Holy Week Confession


thornsI’m grateful for Saturday — the day after Good Friday. The intense emotions of Holy Week wear me out and a breather is welcome.

Engaging in the events that marked the last week of Jesus’ life on earth was a struggle for me this year. I didn’t know if I had it in me to walk through the suffering and death of my Jesus yet again. Every year it seems to hurt more. I seriously considered just going through the motions and pushing through the dark days until the relief and rejoicing of the empty tomb on Easter morning.

In other words, I wanted to skip the suffering and go straight to the celebration.

It doesn’t work.

Because going through the motions is exactly how to engage the emotions. As a pastor’s wife, Holy Week services are not optional. I intended to show up, but I planned to keep my heart guarded and not enter in to the agonizing story once more. But showing up was all it took for God to break down my resistance.

On Thursday, I sat in the quiet sanctuary, drew near to the table, tasted the bread, swallowed the juice. I took Him in.

On Friday, I heard the words of Isaiah and Luke, surveyed the wondrous cross, sang, “If ever I loved Thee, my Jesus, ’tis now.” He took me in.

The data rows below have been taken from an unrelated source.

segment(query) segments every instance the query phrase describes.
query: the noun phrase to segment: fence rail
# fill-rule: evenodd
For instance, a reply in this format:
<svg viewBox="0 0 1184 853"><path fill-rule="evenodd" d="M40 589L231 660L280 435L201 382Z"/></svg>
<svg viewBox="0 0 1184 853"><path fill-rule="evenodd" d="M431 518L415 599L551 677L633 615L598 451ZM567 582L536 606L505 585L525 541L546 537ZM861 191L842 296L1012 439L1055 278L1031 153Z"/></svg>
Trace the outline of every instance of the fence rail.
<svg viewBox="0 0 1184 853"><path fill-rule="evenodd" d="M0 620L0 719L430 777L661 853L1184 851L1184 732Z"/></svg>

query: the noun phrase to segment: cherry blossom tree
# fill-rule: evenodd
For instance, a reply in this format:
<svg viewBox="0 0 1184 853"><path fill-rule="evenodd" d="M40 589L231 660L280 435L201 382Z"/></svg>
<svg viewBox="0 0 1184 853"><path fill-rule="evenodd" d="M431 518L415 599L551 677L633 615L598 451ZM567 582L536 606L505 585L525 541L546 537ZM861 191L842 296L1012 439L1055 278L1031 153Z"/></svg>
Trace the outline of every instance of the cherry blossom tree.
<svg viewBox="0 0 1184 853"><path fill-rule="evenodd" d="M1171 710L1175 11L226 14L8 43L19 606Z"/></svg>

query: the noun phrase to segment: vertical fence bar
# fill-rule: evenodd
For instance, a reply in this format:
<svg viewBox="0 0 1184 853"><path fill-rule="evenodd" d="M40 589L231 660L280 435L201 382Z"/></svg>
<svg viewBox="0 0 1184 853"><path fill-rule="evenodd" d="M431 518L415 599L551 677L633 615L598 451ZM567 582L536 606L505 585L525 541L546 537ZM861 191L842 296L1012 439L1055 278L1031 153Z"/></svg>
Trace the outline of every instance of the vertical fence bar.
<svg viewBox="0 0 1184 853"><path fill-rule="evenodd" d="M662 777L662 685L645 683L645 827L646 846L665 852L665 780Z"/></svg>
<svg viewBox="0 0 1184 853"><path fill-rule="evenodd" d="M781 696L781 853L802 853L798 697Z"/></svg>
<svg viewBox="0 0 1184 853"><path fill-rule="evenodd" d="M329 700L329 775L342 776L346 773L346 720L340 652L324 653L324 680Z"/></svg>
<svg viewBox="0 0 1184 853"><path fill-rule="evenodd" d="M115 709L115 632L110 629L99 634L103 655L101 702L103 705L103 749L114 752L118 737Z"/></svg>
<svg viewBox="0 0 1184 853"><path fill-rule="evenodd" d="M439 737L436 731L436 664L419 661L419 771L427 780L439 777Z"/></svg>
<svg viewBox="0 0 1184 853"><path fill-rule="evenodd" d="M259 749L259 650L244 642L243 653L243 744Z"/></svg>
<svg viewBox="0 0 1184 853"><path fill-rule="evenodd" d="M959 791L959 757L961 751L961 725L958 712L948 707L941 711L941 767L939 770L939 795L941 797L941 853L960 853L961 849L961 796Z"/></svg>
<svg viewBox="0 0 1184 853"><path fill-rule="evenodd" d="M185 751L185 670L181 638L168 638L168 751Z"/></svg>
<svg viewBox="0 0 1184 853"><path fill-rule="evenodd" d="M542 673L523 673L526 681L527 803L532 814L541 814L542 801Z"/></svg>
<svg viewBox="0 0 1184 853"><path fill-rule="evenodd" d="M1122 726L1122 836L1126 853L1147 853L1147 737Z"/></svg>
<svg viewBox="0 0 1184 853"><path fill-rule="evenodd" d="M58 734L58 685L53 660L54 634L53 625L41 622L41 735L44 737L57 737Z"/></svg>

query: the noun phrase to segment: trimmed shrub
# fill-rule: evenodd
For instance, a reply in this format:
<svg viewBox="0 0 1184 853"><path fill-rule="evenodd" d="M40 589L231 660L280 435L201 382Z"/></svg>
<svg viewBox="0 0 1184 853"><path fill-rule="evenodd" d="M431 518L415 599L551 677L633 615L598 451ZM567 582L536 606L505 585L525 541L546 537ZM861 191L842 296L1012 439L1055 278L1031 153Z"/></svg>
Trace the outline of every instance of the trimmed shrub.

Going through the motions is what ushered me straight into His presence.

On this blessed quiet Saturday, I am remembering that the day after the death of Christ is also the day before the glorious life of Christ. But it is the suffering of yesterday that gives weight to the jubilant joy of tomorrow.

“Weeping may endure for a night, but joy cometh in the morning.”         Psalm 30:5

One thought on “Holy Week Confession

  1. Reading this reminds me to of Going down that path again as well. Something new this year. As I said evening prayers one night this past week a special thought image came to me. It was of loved ones passed to eternal life. I viewed them in company of our savior Jesus Christ. In viewing that image I hungered to be in His glorious presence with all of them as well. So I shed a tear of happiness for the future and sadness for my current state of separation while longing to be in heaven.